When referring to the presence of other nonmechanical determinants of the respiratory drive, we agree with the comments by Spinelli and coworkers. In patients with ARF, the inspiratory effort might be influenced by different stimuli (vagal nerve stimulation, pulmonary stretch receptor inhibition, or pulmonary C-fiber activation) acting on a neuronal-inflammatory basis (7).

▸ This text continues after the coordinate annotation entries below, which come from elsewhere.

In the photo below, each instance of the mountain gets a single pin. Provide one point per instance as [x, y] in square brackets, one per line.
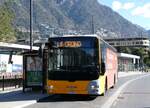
[73, 14]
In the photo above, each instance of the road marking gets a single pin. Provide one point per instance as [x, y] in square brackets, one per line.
[26, 104]
[112, 99]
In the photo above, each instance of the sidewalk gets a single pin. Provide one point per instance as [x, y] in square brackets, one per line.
[17, 99]
[125, 74]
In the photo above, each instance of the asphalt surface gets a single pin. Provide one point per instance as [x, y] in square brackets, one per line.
[135, 95]
[77, 101]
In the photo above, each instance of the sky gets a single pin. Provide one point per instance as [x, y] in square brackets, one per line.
[136, 11]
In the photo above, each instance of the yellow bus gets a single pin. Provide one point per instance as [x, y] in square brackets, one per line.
[83, 64]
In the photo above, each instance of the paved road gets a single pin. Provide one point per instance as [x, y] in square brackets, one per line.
[135, 95]
[65, 101]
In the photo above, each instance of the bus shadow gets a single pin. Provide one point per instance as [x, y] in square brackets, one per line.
[66, 98]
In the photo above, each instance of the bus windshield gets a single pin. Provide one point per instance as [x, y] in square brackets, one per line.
[70, 63]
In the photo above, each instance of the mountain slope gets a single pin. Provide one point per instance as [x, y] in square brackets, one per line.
[73, 14]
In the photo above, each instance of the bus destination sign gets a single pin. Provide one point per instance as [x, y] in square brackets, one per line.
[72, 44]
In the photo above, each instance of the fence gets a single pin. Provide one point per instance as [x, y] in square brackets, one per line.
[8, 82]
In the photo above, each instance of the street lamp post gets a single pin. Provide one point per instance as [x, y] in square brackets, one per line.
[30, 25]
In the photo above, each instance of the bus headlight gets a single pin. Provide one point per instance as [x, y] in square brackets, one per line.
[50, 87]
[93, 87]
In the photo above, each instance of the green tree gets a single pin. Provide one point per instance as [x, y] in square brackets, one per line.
[7, 32]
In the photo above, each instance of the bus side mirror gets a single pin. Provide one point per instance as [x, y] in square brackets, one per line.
[103, 68]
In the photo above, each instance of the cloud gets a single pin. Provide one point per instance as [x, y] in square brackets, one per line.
[116, 5]
[142, 11]
[128, 5]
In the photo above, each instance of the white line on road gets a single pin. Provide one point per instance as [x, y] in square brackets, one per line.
[112, 99]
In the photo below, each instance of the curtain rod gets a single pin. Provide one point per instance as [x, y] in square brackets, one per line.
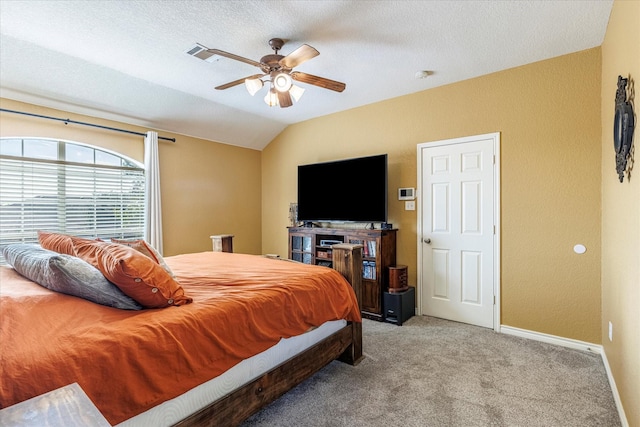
[67, 121]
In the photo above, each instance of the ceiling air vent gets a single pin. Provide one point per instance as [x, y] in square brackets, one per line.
[202, 52]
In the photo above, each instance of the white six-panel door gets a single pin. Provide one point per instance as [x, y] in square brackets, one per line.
[457, 222]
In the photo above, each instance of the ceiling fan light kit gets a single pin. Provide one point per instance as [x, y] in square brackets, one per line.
[279, 68]
[253, 85]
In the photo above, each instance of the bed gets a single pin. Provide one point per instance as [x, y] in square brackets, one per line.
[141, 366]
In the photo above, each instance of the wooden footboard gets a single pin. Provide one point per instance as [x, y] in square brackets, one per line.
[234, 408]
[344, 345]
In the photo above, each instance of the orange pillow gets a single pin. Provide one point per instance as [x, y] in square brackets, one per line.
[146, 249]
[135, 274]
[57, 242]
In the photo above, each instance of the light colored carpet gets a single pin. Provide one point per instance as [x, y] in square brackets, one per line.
[433, 372]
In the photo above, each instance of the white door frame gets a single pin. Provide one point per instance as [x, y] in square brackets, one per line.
[496, 217]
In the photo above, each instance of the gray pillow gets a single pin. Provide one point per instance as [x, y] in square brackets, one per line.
[66, 274]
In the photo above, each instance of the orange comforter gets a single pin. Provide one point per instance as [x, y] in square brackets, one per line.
[130, 361]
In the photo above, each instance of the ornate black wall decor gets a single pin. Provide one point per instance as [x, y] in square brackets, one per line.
[623, 126]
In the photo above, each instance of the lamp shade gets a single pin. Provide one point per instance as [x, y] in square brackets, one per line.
[282, 82]
[271, 98]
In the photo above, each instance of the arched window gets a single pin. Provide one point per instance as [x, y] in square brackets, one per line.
[68, 187]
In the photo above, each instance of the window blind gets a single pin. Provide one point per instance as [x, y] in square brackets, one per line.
[84, 199]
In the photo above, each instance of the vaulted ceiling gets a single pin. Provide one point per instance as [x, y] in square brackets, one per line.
[127, 60]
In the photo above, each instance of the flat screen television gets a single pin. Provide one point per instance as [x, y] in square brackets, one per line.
[350, 190]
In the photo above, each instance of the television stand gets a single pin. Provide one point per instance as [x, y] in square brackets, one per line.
[314, 246]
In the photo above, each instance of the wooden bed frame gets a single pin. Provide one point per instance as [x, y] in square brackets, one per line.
[344, 345]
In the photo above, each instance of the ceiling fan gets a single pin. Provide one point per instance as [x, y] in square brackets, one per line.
[279, 70]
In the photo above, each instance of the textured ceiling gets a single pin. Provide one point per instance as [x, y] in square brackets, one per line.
[127, 61]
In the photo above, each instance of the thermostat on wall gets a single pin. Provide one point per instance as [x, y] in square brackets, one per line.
[406, 193]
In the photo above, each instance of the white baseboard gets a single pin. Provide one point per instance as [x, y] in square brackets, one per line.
[614, 389]
[552, 339]
[578, 345]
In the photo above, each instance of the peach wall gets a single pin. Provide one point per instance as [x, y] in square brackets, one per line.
[621, 215]
[548, 114]
[207, 188]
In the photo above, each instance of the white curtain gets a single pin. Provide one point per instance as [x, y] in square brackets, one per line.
[153, 209]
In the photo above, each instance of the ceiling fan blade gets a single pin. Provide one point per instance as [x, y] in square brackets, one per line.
[318, 81]
[298, 56]
[239, 81]
[284, 99]
[236, 57]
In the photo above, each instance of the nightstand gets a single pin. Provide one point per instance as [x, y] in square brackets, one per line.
[399, 306]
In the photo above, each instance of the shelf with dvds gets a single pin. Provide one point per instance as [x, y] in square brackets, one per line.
[313, 246]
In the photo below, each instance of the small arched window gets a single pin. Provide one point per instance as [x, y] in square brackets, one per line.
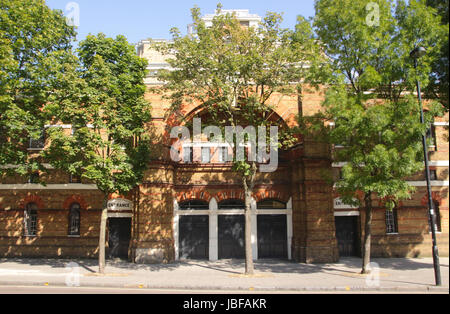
[30, 220]
[437, 214]
[271, 204]
[194, 205]
[391, 221]
[74, 219]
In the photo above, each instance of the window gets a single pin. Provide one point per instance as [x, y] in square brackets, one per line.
[391, 221]
[232, 204]
[223, 154]
[271, 204]
[30, 220]
[433, 175]
[74, 179]
[33, 178]
[37, 143]
[206, 155]
[74, 220]
[431, 137]
[194, 205]
[437, 213]
[188, 154]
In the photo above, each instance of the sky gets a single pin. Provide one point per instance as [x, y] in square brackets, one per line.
[141, 19]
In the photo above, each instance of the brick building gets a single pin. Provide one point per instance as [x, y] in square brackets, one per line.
[195, 209]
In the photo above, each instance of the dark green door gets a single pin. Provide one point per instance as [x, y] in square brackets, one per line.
[347, 235]
[119, 230]
[231, 236]
[194, 237]
[272, 236]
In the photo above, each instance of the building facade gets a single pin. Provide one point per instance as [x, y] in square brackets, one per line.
[193, 209]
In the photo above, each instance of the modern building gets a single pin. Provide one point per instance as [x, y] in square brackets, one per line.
[193, 209]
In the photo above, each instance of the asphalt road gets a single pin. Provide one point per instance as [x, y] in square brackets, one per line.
[5, 290]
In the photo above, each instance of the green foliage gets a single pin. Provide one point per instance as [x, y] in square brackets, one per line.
[102, 97]
[375, 57]
[439, 77]
[31, 36]
[377, 129]
[231, 71]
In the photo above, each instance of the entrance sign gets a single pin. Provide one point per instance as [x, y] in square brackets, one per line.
[120, 204]
[338, 204]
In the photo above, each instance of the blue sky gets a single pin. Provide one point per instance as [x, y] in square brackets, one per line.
[142, 19]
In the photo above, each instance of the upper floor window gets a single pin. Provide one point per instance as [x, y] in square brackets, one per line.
[431, 137]
[206, 155]
[74, 219]
[232, 204]
[271, 204]
[30, 220]
[188, 154]
[437, 214]
[391, 220]
[34, 178]
[74, 179]
[37, 143]
[194, 205]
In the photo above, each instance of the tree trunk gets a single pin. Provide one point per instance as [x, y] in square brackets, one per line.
[249, 184]
[367, 233]
[102, 239]
[249, 268]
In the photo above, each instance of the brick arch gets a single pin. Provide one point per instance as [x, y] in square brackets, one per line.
[436, 197]
[75, 199]
[31, 199]
[200, 195]
[271, 194]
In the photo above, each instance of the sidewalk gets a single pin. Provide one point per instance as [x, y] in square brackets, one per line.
[394, 275]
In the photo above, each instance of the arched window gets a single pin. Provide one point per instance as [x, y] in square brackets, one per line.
[437, 213]
[391, 220]
[232, 204]
[74, 219]
[194, 205]
[271, 204]
[30, 219]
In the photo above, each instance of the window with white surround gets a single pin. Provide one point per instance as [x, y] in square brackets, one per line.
[30, 220]
[391, 221]
[74, 220]
[206, 155]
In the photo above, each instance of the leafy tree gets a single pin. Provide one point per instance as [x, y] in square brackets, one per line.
[232, 71]
[368, 43]
[31, 35]
[439, 77]
[101, 94]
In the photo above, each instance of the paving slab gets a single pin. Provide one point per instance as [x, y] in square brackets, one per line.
[388, 275]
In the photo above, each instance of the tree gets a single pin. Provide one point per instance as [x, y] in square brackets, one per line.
[368, 43]
[101, 94]
[439, 78]
[231, 72]
[31, 35]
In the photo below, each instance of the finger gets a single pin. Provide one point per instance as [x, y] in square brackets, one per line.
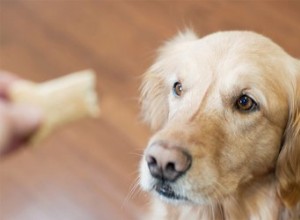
[6, 80]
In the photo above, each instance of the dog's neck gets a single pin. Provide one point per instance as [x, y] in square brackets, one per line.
[258, 201]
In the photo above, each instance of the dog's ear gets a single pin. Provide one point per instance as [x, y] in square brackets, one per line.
[154, 89]
[288, 165]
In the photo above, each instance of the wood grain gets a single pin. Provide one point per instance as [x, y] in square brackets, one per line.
[86, 170]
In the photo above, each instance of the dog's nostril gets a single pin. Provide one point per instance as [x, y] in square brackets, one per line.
[170, 167]
[151, 160]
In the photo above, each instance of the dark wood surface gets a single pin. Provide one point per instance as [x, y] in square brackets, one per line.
[86, 170]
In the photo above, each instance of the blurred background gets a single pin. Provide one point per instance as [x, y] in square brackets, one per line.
[87, 169]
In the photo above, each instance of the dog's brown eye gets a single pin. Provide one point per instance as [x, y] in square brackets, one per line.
[245, 103]
[177, 89]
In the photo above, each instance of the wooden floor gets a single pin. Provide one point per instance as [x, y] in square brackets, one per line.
[86, 170]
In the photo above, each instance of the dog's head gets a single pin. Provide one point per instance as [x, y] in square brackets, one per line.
[226, 111]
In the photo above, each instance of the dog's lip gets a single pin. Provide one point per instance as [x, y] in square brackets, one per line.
[165, 190]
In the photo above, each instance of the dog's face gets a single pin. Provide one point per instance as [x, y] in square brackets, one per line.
[220, 107]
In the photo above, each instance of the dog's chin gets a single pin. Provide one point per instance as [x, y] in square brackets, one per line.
[167, 194]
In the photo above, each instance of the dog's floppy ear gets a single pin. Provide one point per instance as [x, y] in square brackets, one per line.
[154, 91]
[288, 165]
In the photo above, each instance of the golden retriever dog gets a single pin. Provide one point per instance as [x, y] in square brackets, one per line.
[225, 111]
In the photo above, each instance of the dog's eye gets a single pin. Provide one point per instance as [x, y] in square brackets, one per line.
[245, 103]
[177, 89]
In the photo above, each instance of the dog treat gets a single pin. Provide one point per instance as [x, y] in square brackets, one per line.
[61, 100]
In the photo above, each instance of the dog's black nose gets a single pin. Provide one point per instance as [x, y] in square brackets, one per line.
[167, 163]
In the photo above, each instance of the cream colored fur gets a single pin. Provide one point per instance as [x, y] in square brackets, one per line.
[244, 165]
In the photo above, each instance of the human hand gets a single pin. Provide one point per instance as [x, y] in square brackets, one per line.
[17, 122]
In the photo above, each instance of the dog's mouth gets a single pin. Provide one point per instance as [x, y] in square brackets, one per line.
[165, 190]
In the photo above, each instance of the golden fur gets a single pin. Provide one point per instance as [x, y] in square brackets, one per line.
[245, 165]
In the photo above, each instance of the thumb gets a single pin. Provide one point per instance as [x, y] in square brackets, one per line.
[24, 119]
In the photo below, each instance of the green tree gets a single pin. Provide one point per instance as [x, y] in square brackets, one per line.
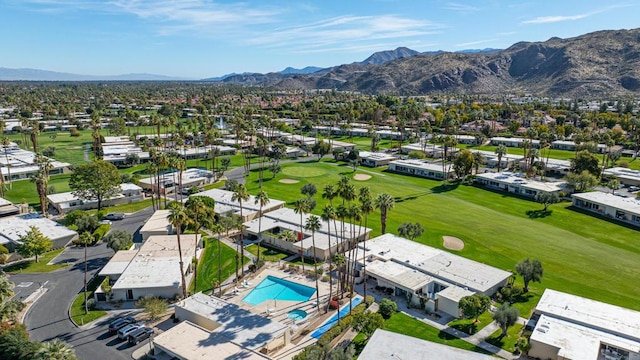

Because the respiratory drive may be unaffected by the unloading of respiratory muscle through the NIV application, an accurate management of nonmechanical triggers should be welcomed. We strongly agree that a multimodal strategy aimed at taming the respiratory drive is crucial.

Therefore to conclude, we do believe that esophageal manometry may allow researchers to monitor the effects of any “multimodal treatment,” regardless of the contributing causes of an increased respiratory effort.

Quoting a famous movie by Wim Wenders, further studies are needed to establish whether self-inflicted lung injury and ventilator-induced lung injury are really “faraway, so close!” (8).